The first part of the thesis focuses on failure prediction using log data. While several Machine Learning (ML) and Deep Learning (DL) methods have been proposed, existing empirical studies are limited in scope, often examining only a subset of DL architectures or narrow dataset conditions. This thesis systematically investigates the combination of different log embedding strategies with major types of DL architectures, including Recurrent Neural Networks (RNNs), Convolutional Neural Networks (CNNs), and transformers. To enable a comprehensive evaluation, we design a modular architecture to accommodate various embedding strategies with different DL encoder configurations and synthesize 360 datasets with controlled characteristics, such as dataset size and failure rate, across three distinct system behavioral models. Experimental results demonstrate that CNN-based models with the Logkey2vec embedding strategy achieve the best overall performance, particularly when the dataset size exceeds 350 instances or when the failure rate exceeds 7.5%. These findings provide actionable insights into selecting effective models depending on dataset characteristics.

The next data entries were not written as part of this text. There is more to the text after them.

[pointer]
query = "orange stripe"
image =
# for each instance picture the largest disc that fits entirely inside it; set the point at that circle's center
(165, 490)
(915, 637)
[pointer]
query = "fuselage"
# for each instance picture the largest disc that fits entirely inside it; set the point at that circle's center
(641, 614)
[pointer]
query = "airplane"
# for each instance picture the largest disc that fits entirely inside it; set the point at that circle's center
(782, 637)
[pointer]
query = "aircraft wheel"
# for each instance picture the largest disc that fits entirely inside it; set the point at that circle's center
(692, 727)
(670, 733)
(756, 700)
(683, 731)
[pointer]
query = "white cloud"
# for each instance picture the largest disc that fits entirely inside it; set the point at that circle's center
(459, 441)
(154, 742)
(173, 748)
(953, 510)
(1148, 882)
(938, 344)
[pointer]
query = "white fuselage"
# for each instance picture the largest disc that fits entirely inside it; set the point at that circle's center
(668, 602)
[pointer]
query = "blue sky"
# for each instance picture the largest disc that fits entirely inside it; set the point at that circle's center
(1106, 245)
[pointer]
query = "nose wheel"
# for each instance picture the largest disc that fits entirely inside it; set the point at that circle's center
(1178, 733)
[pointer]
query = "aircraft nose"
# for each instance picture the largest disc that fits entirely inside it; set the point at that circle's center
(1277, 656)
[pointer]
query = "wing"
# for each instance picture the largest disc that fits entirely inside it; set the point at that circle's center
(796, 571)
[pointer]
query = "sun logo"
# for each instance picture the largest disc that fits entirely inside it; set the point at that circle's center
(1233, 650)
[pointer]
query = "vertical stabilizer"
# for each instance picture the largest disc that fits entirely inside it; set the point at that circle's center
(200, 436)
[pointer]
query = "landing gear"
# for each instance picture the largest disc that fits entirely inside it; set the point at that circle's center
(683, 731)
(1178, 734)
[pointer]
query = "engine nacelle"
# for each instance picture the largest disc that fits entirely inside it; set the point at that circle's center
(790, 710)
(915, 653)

The second part of the thesis addresses Anomaly Detection in Unstable Logs (ULAD), a more realistic but underexplored situation where logs evolve due to software or environmental changes. Existing approaches based on machine learning typically require substantial labeled data, whereas LLMs can generalize with little data but struggle to capture structured log patterns. To address these complementary limitations, this thesis introduces FlexLog, a novel hybrid approach that integrates simple ML models (Decision Trees (DT), K-Nearest Neighbors (KNN), and Single-layer Feedforward Network (SLFN)) with a LLM (Mistral) through ensemble learning. FlexLog further incorporates a cache and a retrieval-augmented generation (RAG) components to improve time efficiency and accuracy, respectively. We evaluate FlexLog on four datasets specifically configured for unstable log anomaly detection. Results show that FlexLog consistently outperforms baseline methods by at least 1.2 percentage points (pp) in F1 score, while reducing labeled data requirements by 62.87 pp. When trained on the same amount of data as the baselines, FlexLog achieves up to a 13 pp increase in F1 score on the ADFA-U dataset, while maintaining an inference time of less than one second per log sequence, making it suitable for most practical applications.
By systematically evaluating deep learning architectures for log-based failure prediction and introducing a hybrid ML-LLM framework for detecting unstable log anomalies, this thesis provides a unified and empirical foundation for advancing log-based dependability analysis. To ensure reproducibility and enable future research, all datasets, tools, and experimental results are made publicly available.